The Erosion of Relationships

Families that eventually face estrangement often share a common pattern of conflict resolution, characterized by what Dr. John Gottman refers to as the Four Horsemen Theory. These four communication styles—criticism, defensiveness, contempt, and stonewalling—undermine healthy relationships. Criticism attacks someone's character, defensiveness shifts blame, contempt leads to feelings of rejection, and stonewalling results in shutting down communication.

The Eroding Impact

The problem with these communication styles is their capacity to evoke feelings of shame, making individuals feel inherently flawed. This erodes trust and connection because no one feels heard, seen, or valued.
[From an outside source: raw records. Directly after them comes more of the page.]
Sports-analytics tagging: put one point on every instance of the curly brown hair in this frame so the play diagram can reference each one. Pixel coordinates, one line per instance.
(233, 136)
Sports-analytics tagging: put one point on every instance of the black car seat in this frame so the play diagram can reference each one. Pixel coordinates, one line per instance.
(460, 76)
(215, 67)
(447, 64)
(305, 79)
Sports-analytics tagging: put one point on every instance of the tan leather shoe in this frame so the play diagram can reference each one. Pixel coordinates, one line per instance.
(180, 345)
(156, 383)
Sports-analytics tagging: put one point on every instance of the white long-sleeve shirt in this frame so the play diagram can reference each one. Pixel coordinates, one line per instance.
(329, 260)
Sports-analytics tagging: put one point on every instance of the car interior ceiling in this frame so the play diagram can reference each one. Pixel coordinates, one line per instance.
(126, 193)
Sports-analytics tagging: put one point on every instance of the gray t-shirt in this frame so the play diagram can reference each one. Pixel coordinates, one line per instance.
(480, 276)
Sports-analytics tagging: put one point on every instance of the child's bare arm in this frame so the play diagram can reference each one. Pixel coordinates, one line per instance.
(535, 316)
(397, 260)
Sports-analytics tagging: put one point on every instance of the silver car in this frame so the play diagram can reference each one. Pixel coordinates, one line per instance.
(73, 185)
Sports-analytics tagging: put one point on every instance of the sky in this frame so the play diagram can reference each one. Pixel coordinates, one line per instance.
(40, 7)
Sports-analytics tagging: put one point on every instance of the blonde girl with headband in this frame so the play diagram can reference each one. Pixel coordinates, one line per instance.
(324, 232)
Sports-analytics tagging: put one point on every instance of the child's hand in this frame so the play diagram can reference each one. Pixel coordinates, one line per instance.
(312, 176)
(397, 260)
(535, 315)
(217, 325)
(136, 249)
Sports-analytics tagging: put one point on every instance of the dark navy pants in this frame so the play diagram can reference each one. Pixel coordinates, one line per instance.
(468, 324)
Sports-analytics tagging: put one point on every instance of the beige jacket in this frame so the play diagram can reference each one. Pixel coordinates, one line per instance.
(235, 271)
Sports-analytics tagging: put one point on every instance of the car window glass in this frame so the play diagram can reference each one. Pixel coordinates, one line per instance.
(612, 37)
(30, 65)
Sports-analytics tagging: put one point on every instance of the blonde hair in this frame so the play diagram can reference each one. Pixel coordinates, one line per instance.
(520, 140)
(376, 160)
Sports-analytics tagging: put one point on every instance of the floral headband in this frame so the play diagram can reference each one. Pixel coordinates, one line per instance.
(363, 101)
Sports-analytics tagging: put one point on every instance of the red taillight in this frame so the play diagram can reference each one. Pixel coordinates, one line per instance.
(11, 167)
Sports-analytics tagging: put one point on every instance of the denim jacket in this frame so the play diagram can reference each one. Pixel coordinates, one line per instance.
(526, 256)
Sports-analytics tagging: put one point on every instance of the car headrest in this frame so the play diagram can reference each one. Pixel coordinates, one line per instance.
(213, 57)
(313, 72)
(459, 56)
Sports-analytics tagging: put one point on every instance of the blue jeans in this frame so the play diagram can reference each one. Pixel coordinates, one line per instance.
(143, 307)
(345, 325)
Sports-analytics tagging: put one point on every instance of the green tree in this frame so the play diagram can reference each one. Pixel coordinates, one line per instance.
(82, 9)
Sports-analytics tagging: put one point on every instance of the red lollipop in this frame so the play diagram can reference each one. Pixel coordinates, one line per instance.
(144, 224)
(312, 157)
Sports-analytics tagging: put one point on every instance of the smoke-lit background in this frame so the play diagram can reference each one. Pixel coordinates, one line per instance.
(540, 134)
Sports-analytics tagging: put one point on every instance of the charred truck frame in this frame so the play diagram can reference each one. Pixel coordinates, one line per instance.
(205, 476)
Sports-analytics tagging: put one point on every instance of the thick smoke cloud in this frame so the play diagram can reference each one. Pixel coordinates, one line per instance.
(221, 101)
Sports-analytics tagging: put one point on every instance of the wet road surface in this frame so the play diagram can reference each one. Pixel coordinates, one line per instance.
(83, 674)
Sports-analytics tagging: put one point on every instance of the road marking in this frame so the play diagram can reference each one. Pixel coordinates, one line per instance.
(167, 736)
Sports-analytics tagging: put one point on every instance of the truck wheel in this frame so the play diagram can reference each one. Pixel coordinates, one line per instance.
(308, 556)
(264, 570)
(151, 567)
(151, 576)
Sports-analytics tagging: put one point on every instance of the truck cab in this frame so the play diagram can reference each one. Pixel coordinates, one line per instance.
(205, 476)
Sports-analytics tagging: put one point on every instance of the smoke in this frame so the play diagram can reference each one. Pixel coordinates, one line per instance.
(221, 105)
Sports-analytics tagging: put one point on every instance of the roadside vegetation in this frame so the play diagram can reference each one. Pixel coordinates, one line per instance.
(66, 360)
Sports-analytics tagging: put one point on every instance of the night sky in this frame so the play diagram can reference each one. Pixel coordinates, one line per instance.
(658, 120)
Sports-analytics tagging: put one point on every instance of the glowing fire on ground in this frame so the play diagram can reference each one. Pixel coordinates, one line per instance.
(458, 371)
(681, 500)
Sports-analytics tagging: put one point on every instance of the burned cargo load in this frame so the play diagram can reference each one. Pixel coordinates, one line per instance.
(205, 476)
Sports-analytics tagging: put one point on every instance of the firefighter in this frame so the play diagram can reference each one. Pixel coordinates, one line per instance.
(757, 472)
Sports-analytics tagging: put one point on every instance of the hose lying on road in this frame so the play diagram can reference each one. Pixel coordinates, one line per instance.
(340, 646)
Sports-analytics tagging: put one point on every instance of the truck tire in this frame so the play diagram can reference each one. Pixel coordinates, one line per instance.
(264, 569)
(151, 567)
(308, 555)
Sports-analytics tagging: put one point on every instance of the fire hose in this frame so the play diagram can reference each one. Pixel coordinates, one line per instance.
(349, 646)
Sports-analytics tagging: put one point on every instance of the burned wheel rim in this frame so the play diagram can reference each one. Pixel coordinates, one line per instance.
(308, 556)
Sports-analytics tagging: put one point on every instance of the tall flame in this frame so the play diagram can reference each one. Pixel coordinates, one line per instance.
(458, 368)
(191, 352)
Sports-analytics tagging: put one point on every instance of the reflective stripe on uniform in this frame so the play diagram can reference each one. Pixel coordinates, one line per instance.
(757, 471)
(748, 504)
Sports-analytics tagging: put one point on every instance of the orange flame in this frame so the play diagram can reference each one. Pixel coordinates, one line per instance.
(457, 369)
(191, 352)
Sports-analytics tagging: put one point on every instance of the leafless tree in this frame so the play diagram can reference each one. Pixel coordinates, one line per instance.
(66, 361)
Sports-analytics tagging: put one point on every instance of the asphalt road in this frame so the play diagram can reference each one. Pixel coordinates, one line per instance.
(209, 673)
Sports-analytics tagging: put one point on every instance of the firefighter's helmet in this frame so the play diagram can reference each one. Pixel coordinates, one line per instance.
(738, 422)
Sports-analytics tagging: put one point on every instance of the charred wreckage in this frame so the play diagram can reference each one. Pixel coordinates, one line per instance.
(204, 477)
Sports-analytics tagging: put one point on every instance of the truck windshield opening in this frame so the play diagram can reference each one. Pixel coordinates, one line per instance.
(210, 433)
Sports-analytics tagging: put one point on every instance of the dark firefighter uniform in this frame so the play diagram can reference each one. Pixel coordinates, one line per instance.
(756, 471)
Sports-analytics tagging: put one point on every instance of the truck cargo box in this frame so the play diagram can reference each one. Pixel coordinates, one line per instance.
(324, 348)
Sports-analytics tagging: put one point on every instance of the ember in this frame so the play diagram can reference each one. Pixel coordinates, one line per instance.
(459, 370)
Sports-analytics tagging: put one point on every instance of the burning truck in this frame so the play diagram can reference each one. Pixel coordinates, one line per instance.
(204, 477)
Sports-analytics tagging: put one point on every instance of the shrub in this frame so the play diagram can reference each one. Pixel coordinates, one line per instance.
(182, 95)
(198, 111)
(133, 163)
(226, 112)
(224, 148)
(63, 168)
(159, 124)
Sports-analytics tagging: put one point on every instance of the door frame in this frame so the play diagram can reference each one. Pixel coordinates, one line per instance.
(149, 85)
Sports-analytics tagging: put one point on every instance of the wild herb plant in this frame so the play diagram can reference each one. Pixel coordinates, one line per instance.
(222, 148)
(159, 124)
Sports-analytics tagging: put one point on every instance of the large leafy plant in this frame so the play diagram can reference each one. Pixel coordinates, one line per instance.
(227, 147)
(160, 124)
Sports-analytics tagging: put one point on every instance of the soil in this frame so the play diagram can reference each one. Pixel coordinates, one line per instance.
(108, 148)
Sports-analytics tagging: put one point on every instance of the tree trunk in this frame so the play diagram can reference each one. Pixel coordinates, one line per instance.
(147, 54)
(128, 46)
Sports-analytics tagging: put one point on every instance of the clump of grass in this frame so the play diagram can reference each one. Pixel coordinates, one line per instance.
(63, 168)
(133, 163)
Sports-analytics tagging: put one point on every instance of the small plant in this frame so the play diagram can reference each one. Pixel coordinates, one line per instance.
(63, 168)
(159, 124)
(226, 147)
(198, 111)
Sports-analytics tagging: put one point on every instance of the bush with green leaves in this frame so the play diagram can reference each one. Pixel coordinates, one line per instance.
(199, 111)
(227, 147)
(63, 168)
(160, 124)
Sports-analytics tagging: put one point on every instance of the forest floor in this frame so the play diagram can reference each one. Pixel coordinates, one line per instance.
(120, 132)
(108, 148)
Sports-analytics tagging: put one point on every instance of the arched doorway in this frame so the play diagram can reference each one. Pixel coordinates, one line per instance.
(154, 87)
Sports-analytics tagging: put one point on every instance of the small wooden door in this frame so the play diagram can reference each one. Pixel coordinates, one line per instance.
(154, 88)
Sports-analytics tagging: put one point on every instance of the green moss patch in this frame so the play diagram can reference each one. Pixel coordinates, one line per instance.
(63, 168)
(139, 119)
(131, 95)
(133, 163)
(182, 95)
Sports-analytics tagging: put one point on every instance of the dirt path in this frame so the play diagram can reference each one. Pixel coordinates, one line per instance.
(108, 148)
Unresolved conflicts continue to pile up, intensifying negative emotions and eventually leading to separation.

I can personally relate to this, as my parents engaged in these communication styles not only with each other but with my sister and me. Growing up in such an environment led me to unconsciously adopt these styles. I've spent years, both personally and in counseling, relearning more constructive ways to resolve conflicts.

Navigating the Grief

Estrangement triggers grief, especially during anniversaries, birthdays, or when reminders of the loss surface. If you find yourself grieving during the holiday season, it's essential to prioritize your well-being. You can choose to abstain from celebrations or create your own traditions. In my case, it means allowing myself to feel sadness while staying at home, donning Christmas pajamas, and watching "The Grinch Who Stole Christmas."

In conclusion, the holidays can be a complex time for those experiencing estrangement. By acknowledging our feelings and tending to our emotional needs, we can navigate this season with self-compassion and resilience.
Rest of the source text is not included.